Colombia says it wants Odebrecht to leave

Colombia says it wants Odebrecht to leave

Brazil Colombia Project & Infrastructure Finance

The Colombian government wants to evict Odebrecht from the country as details emerge of the Brazilian builder bribing officials to secure public works contracts.

"We are working to achieve the definitive exit of Odebrecht from Colombia," said Luis Andrade, head of the national infrastructure agency ANI.

The agency asked an arbitration court this week to annul Odebrecht's contract for the Ruta del Sol 2 toll road concession, weeks after the construction company admitted to paying more than $11m in bribes in Colombia.

"We expect to have a firm decision in the next few months," Andrade said. "This will allow us to open a new tender to finish [the project]."

Andrade added that ANI looked to protect the rights of users and "affected third parties, such as the financial sector" when it asked the court to cancel the contract.

Gabriel Garcia Morales, once the head of ANI's predecessor INCO and later the vice minister of transportation during the administration for former President Alvaro Uribe, has admitted to receiving $6.5m in bribes from Odebrecht. Former Sen. Otto Nicolas Bula stands accused of accepting $4.6m in bribes to help Odebrecht win the Ruta del Sol 2 contract but he has denied the charges.

Odebrecht owns 62% of the Ruta del Sol concessionaire that signed the 20-year contract in November 2014. Episol holds 33% of the concessionaire, while CSS Constructores has 5%. The COP677bn ($230m) Ruta del Sol 2 was part of the first round of Colombia's 4G toll road concessions program.

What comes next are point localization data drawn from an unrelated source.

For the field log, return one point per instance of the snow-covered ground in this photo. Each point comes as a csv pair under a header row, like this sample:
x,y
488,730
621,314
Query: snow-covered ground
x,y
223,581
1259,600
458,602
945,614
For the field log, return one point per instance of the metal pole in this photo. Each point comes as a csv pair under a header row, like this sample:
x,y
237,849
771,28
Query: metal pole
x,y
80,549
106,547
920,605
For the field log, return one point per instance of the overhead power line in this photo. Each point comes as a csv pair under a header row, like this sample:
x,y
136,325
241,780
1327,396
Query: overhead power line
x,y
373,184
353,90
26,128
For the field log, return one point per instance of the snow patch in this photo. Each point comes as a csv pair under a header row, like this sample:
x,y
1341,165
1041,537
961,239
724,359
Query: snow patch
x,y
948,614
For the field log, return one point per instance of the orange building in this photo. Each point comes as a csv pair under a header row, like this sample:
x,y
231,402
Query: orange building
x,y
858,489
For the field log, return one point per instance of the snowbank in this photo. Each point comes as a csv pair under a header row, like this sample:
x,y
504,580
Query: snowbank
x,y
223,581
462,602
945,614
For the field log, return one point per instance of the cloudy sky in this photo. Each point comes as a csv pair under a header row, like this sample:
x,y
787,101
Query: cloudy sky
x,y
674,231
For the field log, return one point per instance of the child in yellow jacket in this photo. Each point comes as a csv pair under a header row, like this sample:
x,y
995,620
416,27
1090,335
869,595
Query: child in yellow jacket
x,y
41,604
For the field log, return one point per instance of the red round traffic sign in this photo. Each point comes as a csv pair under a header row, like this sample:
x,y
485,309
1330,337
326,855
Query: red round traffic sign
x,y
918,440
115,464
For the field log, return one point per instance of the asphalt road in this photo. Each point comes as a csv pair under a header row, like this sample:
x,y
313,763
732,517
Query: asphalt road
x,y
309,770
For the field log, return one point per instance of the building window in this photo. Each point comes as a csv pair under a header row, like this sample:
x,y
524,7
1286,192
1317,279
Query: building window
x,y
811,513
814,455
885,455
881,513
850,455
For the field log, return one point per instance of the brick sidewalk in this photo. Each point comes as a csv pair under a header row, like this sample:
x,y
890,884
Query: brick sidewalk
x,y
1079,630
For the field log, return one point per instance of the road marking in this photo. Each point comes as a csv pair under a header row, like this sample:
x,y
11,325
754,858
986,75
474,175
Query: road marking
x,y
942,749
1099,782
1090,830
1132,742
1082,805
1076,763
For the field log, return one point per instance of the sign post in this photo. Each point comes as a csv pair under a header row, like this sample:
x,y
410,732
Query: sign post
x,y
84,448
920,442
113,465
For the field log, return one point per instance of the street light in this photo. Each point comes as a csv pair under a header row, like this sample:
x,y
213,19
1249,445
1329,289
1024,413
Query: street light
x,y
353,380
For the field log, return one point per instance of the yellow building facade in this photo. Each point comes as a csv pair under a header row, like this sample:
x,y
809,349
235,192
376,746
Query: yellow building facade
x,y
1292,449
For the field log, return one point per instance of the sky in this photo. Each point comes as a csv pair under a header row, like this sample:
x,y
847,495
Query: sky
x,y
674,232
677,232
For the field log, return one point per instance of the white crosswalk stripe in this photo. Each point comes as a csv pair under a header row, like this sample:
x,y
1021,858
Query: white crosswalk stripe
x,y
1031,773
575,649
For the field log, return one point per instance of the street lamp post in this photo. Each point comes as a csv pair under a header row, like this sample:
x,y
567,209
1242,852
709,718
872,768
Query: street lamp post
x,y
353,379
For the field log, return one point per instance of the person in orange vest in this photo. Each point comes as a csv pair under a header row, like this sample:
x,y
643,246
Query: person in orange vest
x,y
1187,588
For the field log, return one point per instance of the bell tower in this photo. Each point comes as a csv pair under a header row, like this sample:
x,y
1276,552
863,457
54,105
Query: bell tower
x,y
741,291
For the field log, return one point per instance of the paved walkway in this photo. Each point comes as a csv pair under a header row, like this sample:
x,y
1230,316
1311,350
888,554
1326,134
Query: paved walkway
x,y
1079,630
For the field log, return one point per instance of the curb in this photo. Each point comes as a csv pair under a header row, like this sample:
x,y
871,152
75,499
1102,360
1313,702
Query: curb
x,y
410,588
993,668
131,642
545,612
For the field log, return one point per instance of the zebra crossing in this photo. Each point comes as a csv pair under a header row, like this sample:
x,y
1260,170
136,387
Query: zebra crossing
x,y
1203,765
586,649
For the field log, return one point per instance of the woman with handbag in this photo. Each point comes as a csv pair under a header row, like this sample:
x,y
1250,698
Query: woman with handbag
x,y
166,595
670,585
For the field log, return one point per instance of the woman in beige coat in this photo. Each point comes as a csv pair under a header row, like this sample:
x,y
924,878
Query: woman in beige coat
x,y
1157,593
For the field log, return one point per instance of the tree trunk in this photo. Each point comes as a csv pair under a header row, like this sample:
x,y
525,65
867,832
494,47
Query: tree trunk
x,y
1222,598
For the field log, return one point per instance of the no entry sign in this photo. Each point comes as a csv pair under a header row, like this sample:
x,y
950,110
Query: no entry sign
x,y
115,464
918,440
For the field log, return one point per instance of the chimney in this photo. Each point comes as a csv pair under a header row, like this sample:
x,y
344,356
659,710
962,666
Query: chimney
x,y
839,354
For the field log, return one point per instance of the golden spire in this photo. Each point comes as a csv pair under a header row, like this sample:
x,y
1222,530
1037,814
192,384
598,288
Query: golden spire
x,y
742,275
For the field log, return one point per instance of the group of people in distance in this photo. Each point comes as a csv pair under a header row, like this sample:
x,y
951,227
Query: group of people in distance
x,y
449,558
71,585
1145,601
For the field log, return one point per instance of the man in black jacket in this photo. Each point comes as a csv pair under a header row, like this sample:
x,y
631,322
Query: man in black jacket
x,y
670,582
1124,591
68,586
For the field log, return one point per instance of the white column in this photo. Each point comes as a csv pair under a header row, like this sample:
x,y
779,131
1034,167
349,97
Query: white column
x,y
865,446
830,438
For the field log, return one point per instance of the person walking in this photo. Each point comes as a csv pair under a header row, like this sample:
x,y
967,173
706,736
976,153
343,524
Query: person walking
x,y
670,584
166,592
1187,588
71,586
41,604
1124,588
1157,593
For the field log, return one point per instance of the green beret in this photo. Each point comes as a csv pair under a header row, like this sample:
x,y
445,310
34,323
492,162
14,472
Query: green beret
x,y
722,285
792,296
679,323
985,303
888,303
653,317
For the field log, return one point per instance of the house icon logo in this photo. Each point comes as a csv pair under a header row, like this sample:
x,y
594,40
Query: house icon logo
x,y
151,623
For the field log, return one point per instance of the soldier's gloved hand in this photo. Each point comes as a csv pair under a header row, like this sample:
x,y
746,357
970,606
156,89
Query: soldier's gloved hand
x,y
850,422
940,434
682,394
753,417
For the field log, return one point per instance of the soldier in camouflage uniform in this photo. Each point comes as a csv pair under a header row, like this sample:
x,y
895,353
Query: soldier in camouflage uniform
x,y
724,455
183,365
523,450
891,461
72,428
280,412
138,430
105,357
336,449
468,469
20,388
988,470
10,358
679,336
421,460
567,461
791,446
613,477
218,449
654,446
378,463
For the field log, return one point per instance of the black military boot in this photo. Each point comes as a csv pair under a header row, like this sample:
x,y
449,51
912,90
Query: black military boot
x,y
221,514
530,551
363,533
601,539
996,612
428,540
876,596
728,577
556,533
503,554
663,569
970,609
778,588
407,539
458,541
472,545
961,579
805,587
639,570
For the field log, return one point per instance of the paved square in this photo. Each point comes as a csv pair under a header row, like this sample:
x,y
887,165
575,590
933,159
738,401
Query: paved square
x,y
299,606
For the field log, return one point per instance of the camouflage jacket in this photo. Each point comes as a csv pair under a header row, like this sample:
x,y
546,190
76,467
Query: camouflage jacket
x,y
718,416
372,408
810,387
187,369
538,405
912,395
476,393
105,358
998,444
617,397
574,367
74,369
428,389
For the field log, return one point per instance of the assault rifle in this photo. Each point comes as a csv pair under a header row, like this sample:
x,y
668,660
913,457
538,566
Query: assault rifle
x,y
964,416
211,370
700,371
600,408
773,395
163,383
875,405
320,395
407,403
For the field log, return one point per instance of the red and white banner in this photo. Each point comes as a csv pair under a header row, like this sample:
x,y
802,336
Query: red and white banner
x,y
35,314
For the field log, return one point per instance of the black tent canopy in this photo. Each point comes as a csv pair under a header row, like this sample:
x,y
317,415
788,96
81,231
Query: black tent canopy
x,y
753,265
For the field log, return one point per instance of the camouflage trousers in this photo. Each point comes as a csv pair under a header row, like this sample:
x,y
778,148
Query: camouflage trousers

Odebrecht also owns 62% of Navelena, the SPV developing the Rio Magdalena PPP in Colombia. Mexico's Ideal tried to take a 51% stake in the project, but Odebrecht's board refused the offer late last year.

Jan De Nul agreed to invest in the project in November last year and has since amassed a 25% stake. Local builder Valorcon has kept its 13% share. Navelena has until February 25 to find a replacement for Odebrecht.

SMBC stepped in with a 12-year $250m loan in December last year, just as the deadline approached for Navelena to present a financing commitment for at least $225m.

State-owned lender Banco Agrario granted a COP120bn bridge loan to Navelena in November 2015. Even with Odebrecht's participation, the bank said it approved the loan because the PPP included COP2.5tn in guaranteed revenues, enough to cover the debt payments.

Odebrecht has agreed to pay fines in three countries – $32m in Colombia, $59m in Panama and $8.9m in Peru – and it is expected to reach settlements in the other nine counties where it has admitted to paying bribes. The company has also agreed to pay BRL3.83bn ($1.19bn) in fines in Brazil, Switzerland and the US as part of a plea agreement to settle allegations from the Lava Jato corruption investigation.

Odebrecht has also apologized for corrupt practices and said it will not let it happen again.